Learn F5 Technologies, Get Answers & Share Community Solutions Join DevCentral

Filter by:
  • Solution
  • Technology
Answers

Need help converting a small rule from 4x to 9x

I am totally not a programmer but have looked through the forums to try and work out the changes that would be needed. I am not even sure the original code is optimized. Basically I need some hand holding through all of this

Here is the working rule we have in 4x.

if (http_uri matches_regex ".*cmd\.exe.*" or http_uri matches_regex ".*root\.exe.*" or http_uri matches_regex ".*admin\.dll.*") {
discard
}
else if (not (http_method matches_regex "(^GET)|(^POST)|(^HEAD)|(^OPTIONS)")) {
discard
}
else {
use pool web_pool
}


Here is one of the many variations I have tried which all generate scope errors like the following. "command is not valid in the current scope"

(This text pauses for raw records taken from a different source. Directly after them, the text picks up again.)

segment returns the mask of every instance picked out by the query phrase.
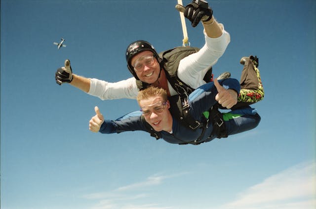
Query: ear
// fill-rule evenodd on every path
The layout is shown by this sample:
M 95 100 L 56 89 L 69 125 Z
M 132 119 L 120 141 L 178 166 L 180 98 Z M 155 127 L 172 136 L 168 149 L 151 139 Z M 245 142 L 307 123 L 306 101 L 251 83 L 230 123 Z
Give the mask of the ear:
M 167 104 L 166 104 L 166 105 L 167 106 L 167 108 L 168 109 L 170 109 L 170 102 L 169 101 L 169 100 L 167 100 Z

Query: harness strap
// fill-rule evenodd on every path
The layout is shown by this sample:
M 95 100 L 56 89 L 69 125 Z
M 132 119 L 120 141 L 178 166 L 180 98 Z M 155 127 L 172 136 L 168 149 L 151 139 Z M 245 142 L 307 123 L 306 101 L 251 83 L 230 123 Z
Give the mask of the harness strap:
M 210 111 L 210 117 L 212 120 L 213 124 L 213 131 L 211 135 L 216 134 L 218 138 L 227 137 L 228 134 L 223 119 L 223 114 L 218 111 L 218 106 L 212 107 Z

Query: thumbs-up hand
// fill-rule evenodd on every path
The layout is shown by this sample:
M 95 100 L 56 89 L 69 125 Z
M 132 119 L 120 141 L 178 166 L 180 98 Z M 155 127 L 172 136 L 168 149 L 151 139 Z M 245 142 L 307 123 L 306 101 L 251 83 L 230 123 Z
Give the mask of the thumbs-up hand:
M 89 130 L 97 132 L 100 130 L 101 125 L 104 122 L 103 115 L 100 112 L 97 106 L 94 107 L 96 115 L 91 118 L 89 122 Z
M 73 71 L 69 59 L 65 60 L 65 67 L 58 68 L 55 73 L 55 80 L 58 85 L 73 81 Z
M 215 100 L 223 107 L 231 109 L 237 103 L 238 94 L 235 90 L 226 89 L 219 84 L 217 79 L 214 80 L 214 84 L 218 92 L 215 96 Z

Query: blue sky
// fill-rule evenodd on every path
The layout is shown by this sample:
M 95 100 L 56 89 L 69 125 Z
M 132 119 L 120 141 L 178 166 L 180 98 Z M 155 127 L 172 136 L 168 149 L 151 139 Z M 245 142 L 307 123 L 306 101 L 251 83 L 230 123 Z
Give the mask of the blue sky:
M 190 2 L 184 0 L 184 4 Z M 161 51 L 182 44 L 176 0 L 1 1 L 1 208 L 298 209 L 316 206 L 313 0 L 210 2 L 231 42 L 214 66 L 239 79 L 259 57 L 265 98 L 254 129 L 199 146 L 136 131 L 88 130 L 99 106 L 115 119 L 136 101 L 101 101 L 54 74 L 129 78 L 125 50 L 136 40 Z M 187 22 L 191 45 L 202 27 Z M 67 45 L 57 50 L 61 38 Z

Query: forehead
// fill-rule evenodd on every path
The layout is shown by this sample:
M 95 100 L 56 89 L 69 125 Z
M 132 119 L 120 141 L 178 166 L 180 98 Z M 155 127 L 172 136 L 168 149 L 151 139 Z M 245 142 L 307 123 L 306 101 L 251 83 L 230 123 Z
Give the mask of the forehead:
M 163 102 L 162 97 L 161 96 L 151 97 L 140 100 L 139 101 L 139 106 L 141 108 L 147 108 L 159 101 Z
M 153 54 L 153 52 L 152 52 L 151 51 L 150 51 L 149 50 L 146 50 L 146 51 L 142 51 L 141 52 L 140 52 L 140 53 L 138 53 L 137 54 L 136 54 L 136 55 L 134 56 L 132 58 L 132 59 L 131 60 L 131 62 L 130 62 L 132 65 L 133 64 L 134 62 L 135 62 L 136 60 L 137 60 L 138 59 L 139 59 L 140 57 L 142 57 L 143 56 L 151 55 L 152 54 Z

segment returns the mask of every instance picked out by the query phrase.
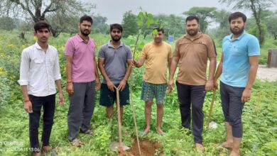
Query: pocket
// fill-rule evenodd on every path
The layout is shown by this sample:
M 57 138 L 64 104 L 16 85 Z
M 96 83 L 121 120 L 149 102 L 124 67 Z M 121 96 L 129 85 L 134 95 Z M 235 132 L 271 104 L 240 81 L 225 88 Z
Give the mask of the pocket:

if {expr [regex {.*cmd\.exe.*} [HTTP::uri]] || [regex {.*cmd\.exe.*} [HTTP::uri]]}{
discard
}
elseif {[regex {(^GET)|(^POST)|(^HEAD)|(^OPTIONS)")} $::http_methods] != 1} {
discard
}
else {
use pool web_pool
}

Also I read mention that regex is expensive but and not sure if contains would work instead.

Humble regards,

pwall
0
Rate this Question

Answers to this Question

placeholder+image
USER ACCEPTED ANSWER & F5 ACCEPTED ANSWER
Click here http://www.vj.com/f5

Check out the iRule summary...

The Operator you are looking for is ends_with. (In a matchclass test.)
0
placeholder+image
USER ACCEPTED ANSWER & F5 ACCEPTED ANSWER
I was not sure that ends_with would work always work so I am trying contains. Would someone mind sanity checking this for me? I am no longer getting errors but once again I am not a coder and would really appreciate and experienced perspective on this.

Regards,

pwall

Here is what is in place now.


when HTTP_REQUEST {
if { [HTTP::uri] contains "cmd.exe." ||
[HTTP::uri] contains "root.exe." ||
[HTTP::uri] contains "admin.dll." } {
discard
} elseif { not [matchclass [HTTP::method] equals $::valid_methods] } {
reject
} else {
pool vipwc01_pool
}
}



Data Group List
Name valid_methods
Type string
POST
GET
HEAD
OPTIONS
0
placeholder+image
USER ACCEPTED ANSWER & F5 ACCEPTED ANSWER
Check out this thread: http://devcentral.f5.com/Default.aspx?tabid=28&view=topic&forumid=5&postid=3568

-Brian
0
placeholder+image
USER ACCEPTED ANSWER & F5 ACCEPTED ANSWER
Brian, I read the post 3568 "Subject: Using URI to rewrite host" and am not sure what I was suppose to take from it.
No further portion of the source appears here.